Non voglio che Hayner vinca la
gara” si rifiutò. Stava per salire di nuovo sullo skate, ma gli
vennero le vertigini e sarebbe di nuovo caduto se il fratello non l’avesse
sorretto.
“Roxas, hai
bisogno di stenderti” gli fece presente.
“Allora io sto fermo, ma
almeno tu continua!” propose disperato. Quella gara lo stava torturando,
sul serio: si sognava la notte il risultato e non era mai
positivo.
Si sedette su una roccia a fissare Sora fare lo
slalom perfettamente e si sentì invidioso: sotto tantissimi aspetti era molto
meglio di lui. Perché? Era più allegro, più spigliato, più divertente ed era
sempre circondato da amici. Delle volte si domandava come facessero ad essere
fratelli. I suoi occhi si rattristirono nel pensare che fosse mille volte meglio
e promise a sé stesso che in quella gara avrebbe dato
il massimo per far vedere che anche lui poteva farcela.
“Ci vediamo dopo!”
salutò Roxas, uscendo di casa e avviandosi sul
vialetto.
“Ehi, aspetta!”
lo fermò Sora.
“Che
c’è?”
“Tu non mi hai ancora
finito il discorso di ieri” gli ricordò, un po’
arrabbiato. Il biondo arrossì.
“Non è niente, sul
serio. Siamo amici e usciamo come amici”
rispose.
“Sei sicuro che sia
tutto qui?
Che non ci sia qualcosa di più… profondo?” domandò, sinceramente
interessato. Lui strinse i pugni, ma sorrise.
“Fidati, se ci fosse te lo
direi” gli assicurò.
“Me lo
giuri?”
“Te lo giuro” disse,
sapendo di star mentendo alla persona a cui voleva più bene. Il castano sorrise
felice.
“Allora ok, non ti
disturbo più. Divertiti” si raccomandò, rientrando in
casa.
Roxas
si sedette sul muretto di cemento bianco che chiudeva il giardino e attese. Dopo
nemmeno cinque minuti, Axel arrivò con un pick up nero e si fermò davanti a lui.

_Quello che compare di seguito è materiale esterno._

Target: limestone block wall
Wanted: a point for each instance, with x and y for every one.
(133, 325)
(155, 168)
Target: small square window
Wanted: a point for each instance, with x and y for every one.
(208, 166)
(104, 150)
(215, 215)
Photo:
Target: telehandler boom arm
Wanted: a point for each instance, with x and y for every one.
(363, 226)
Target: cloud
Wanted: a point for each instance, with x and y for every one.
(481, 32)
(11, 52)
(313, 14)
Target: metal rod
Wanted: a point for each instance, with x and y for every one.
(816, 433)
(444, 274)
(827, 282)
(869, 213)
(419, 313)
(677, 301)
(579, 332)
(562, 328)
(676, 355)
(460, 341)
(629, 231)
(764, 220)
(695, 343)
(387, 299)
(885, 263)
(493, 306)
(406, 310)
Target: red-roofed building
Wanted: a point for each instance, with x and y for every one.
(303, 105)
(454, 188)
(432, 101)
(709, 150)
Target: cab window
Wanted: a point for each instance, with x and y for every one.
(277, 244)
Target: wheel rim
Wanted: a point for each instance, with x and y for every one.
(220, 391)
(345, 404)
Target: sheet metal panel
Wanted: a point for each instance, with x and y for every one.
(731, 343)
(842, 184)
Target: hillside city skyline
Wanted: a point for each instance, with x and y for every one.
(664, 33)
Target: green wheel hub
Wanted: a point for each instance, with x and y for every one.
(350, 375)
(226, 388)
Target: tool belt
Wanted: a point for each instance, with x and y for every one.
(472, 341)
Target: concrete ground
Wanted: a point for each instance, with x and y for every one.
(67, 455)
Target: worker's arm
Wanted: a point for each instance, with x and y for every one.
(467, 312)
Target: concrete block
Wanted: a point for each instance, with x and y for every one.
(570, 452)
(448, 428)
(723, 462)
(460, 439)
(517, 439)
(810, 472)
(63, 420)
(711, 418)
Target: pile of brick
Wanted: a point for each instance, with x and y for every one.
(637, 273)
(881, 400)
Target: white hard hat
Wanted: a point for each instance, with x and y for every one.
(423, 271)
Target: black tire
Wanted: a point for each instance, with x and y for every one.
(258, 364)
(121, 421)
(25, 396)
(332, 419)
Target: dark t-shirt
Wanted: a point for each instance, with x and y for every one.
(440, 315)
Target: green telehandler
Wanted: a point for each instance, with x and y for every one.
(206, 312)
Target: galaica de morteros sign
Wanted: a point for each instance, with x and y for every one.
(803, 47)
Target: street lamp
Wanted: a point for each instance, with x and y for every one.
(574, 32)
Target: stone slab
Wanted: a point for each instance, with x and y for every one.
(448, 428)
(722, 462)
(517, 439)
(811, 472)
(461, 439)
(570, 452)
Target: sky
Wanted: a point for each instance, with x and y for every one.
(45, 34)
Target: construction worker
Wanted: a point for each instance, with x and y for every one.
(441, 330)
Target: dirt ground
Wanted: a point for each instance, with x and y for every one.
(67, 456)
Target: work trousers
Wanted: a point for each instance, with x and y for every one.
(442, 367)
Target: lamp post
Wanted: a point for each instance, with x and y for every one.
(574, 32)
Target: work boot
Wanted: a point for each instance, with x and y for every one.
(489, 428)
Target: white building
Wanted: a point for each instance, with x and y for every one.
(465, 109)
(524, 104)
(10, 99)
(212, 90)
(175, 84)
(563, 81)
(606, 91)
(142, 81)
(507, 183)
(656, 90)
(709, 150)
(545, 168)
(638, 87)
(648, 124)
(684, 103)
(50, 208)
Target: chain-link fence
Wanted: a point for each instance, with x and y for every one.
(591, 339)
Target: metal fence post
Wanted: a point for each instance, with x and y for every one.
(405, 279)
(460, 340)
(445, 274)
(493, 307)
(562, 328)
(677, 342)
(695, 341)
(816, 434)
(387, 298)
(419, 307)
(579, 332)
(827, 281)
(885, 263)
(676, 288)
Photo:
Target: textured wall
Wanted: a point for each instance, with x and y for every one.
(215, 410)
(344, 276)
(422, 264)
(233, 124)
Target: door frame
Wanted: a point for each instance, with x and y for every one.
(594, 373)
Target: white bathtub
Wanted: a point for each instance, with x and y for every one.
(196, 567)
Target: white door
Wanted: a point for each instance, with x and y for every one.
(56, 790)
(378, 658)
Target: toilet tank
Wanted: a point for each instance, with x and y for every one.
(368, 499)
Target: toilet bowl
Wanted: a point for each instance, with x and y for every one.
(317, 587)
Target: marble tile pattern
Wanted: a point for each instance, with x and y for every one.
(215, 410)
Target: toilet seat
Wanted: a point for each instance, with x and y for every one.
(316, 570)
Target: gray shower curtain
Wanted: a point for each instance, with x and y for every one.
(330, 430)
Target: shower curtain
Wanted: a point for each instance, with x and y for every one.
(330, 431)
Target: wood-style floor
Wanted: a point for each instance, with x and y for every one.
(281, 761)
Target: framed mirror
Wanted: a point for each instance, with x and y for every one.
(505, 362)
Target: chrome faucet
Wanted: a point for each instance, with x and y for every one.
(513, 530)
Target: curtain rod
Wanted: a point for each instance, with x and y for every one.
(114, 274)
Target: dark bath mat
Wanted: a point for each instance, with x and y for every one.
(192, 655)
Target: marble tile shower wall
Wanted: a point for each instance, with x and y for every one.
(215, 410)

“Ehilà, piccolo Roxas!” lo salutò,
sorridente.
“Non mi chiamare
piccolo!” lo sgridò, salendo sul fuoristrada.
“Ma lo sei!” lo prese
in giro il rosso, mettendo in moto e partendo.
“Lo so, ma tu non
sottolinearlo ogni volta!” gli chiese, imbronciato.
“Come
vuoi. Però è un soprannome carino” lo
assecondò l’altro. Lui
sbuffò e incrociò le braccia.
“Allora? Che hai fatto in
questi due giorni?” gli chiese l’uomo, girando
ad un incrocio ed immettendosi nella strada
provinciale.
“Il solito: sveglia, cibo,
skate, cibo, skate, lotta con Sora, cibo, letto.
Tu?”
“Ho portato all’azienda
farmacologica la formula che abbiamo creato e poi ho fatto un giro in città con
Larxene” rispose con un’alzata di
spalle.
“Capito”
Roxas
non si sentiva così emozionato da quando aveva avuto come regalo di compleanno
la sua prima tavola da skate, a sei anni. Il cuore gli rimbombava nelle
orecchie, battendo forte alle costole e facendogli quasi
male.
“Dove andiamo?”
chiese per smorzare la tensione.
“No, no, no, no, no, non ci
siamo. Ti
ricordi cosa ti avevo detto l’altro giorno? Sali in macchina e
non fare domande” rispose Axel, soddisfatto.
“Ma…”
“Niente ma, è una
sorpresa” lo interruppe.
“Nemmeno un piccolissimo
indizio?”
“Nemmeno quello”
annuì il rosso.
Il ragazzino incrociò le braccia e aprì il finestrino
per sentire il vento sulla pelle e fare in modo di calmarsi un po’.
“Comunque, se può farti
stare meglio, siamo quasi arrivati” assicurò, svoltando a sinistra. In
quel momento un profumato odore di salsedine arrivò al naso di Roxas, che si guardò intorno per vedere
dov’erano.
“Ehi, ma quello è
l’oceano!” esclamò, indicando una gigantesca distesa di acqua brillante.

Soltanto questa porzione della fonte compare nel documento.